On 5/26/07, Junio C Hamano <junkio@xxxxxxx> wrote:
Dana How <danahow@xxxxxxxxx> writes: > diff --git a/builtin-pack-objects.c b/builtin-pack-objects.c > @@ -371,8 +372,6 @@ static unsigned long write_object(struct sha1file *f, > /* no if no delta */ > int usable_delta = !entry->delta ? 0 : > - /* yes if unlimited packfile */ > - !pack_size_limit ? 1 : > /* no if base written to previous pack */ > entry->delta->offset == (off_t)-1 ? 0 : > /* otherwise double-check written to this > @@ -408,7 +407,7 @@ static unsigned long write_object(struct sha1file *f, > buf = read_sha1_file(entry->sha1, &type, &size); > if (!buf) > die("unable to read %s", sha1_to_hex(entry->sha1)); > - if (size != entry->size) > + if (size != entry->size && type == obj_type) > die("object %s size inconsistency (%lu vs %lu)", > sha1_to_hex(entry->sha1), size, entry->size); I do not quite get how these two hunks relate to the topic of this patch. Care to enlighten?
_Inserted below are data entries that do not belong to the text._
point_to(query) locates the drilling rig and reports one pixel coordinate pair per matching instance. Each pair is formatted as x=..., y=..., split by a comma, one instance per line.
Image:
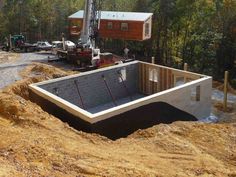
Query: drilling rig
x=87, y=54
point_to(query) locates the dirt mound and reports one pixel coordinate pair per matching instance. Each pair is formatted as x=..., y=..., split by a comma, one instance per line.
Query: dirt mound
x=6, y=57
x=35, y=143
x=220, y=86
x=35, y=73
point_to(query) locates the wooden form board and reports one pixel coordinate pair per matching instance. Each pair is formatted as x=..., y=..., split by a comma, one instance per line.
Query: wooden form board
x=155, y=78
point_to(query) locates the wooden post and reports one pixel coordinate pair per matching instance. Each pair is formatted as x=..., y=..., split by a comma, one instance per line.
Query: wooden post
x=225, y=90
x=10, y=42
x=153, y=60
x=185, y=69
x=185, y=66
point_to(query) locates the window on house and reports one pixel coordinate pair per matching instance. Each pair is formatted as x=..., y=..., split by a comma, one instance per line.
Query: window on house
x=109, y=25
x=195, y=93
x=124, y=27
x=179, y=80
x=122, y=75
x=147, y=29
x=153, y=76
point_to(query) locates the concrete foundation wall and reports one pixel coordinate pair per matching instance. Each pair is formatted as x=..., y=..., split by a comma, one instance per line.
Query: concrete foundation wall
x=193, y=96
x=93, y=89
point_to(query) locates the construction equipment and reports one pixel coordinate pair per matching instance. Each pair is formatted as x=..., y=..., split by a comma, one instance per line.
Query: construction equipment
x=87, y=54
x=17, y=43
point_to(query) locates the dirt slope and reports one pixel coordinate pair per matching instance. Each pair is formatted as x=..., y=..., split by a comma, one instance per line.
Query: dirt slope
x=34, y=143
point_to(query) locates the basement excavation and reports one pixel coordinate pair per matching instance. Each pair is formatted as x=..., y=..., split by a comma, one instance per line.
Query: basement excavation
x=121, y=99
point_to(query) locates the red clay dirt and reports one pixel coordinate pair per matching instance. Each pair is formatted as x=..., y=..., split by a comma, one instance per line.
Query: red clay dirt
x=35, y=143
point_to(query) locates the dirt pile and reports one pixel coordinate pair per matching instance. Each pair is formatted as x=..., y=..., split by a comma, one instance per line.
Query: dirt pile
x=35, y=73
x=35, y=143
x=6, y=57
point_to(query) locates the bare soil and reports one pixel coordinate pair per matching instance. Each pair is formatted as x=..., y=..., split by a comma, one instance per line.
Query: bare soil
x=35, y=143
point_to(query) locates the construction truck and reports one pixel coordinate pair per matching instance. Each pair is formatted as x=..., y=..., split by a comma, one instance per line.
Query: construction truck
x=86, y=54
x=17, y=43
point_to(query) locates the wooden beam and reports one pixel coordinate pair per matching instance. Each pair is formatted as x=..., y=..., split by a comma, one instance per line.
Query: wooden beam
x=225, y=90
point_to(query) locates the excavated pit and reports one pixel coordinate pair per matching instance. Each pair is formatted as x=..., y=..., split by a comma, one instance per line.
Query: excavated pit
x=118, y=100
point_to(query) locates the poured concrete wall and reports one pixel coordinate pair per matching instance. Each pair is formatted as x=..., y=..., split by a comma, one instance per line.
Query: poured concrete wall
x=192, y=97
x=92, y=87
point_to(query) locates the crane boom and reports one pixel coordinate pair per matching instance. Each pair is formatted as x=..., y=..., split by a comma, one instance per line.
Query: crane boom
x=91, y=22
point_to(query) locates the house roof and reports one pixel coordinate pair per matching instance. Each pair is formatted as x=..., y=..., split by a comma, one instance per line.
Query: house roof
x=121, y=16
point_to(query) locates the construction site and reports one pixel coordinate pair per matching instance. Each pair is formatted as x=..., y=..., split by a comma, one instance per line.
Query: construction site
x=87, y=112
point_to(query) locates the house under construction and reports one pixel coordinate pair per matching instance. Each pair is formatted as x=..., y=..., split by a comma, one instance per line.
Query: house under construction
x=118, y=100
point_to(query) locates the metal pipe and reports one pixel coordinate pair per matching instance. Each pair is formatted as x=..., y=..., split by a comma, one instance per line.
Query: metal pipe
x=109, y=90
x=77, y=87
x=126, y=88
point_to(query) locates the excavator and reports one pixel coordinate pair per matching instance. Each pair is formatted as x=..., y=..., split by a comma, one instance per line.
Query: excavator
x=87, y=54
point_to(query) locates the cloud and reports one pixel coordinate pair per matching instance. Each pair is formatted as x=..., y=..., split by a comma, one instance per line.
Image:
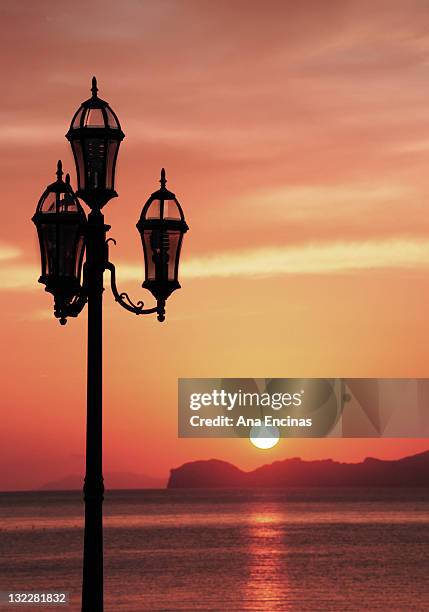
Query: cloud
x=18, y=277
x=327, y=258
x=301, y=202
x=8, y=252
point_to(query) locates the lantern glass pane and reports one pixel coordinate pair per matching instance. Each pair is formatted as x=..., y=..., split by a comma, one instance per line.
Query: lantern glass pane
x=171, y=210
x=161, y=250
x=95, y=150
x=78, y=118
x=111, y=119
x=94, y=118
x=111, y=156
x=68, y=251
x=78, y=154
x=154, y=210
x=172, y=242
x=48, y=242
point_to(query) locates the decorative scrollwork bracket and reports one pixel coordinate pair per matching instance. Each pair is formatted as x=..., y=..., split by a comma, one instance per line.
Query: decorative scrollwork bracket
x=125, y=301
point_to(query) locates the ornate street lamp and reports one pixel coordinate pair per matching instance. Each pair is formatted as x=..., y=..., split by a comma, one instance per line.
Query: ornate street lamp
x=60, y=221
x=95, y=135
x=65, y=234
x=161, y=226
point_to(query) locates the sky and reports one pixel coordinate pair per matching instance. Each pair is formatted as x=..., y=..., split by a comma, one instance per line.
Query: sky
x=295, y=136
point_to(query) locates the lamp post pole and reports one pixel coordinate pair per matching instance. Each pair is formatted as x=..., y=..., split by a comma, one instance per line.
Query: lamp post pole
x=93, y=490
x=64, y=234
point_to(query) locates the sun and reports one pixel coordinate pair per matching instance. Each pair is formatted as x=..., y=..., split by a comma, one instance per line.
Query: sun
x=264, y=437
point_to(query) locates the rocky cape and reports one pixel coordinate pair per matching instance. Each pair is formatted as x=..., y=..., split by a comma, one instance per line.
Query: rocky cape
x=410, y=471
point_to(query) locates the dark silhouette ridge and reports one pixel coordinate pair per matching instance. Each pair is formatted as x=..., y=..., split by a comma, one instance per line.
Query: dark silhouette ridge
x=410, y=471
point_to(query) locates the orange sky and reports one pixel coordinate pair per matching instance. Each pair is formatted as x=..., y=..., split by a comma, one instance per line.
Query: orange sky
x=296, y=136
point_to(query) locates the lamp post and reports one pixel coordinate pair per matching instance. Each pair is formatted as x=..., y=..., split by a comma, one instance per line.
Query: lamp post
x=65, y=236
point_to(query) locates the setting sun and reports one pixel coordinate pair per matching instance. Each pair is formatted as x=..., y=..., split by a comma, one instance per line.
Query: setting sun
x=264, y=437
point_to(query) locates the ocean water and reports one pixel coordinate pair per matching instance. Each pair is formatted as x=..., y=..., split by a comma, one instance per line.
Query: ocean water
x=227, y=550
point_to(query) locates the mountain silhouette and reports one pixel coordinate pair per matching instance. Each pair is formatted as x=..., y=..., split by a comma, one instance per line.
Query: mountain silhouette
x=410, y=471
No problem. When the code decides that a blob should not be written to the output file, then I must make sure it is not used as a delta base. A large blob that triggered the size test and _was_ a delta base could be the result of maxblobsize decreasing or being newly specified, both without -f/--no-object-reuse, and we need to tolerate the user forgetting the option. To make sure that it is not so used, I re-use the trick from maxpacksize which ensures that a delta base is not in the previous split pack: I set the offset field to -1. Unfortunately, I only checked for this magic value when computing usable_delta if pack_size_limit was set. It turns out the test doesn't need to be conditional on pack_size_limit, it works for all cases; so since I need to do the test when maxblobsize was specified and maxpacksize wasn't, I deleted the pack_size_limit test. Now for the second hunk. The facts above mean we could have marked this entry as a re-used delta, but we are unable to re-use the delta because its delta base is not being written to this pack. So we fall into the !to_reuse case even though the size field in the object_entry is the size of the delta, not the object. We can detect this by the type coming from read_sha1_file being unequal to the type set from the pack (which is one of OBJ_{REF,OFS}_DELTA). So I disable the size matching test in this case.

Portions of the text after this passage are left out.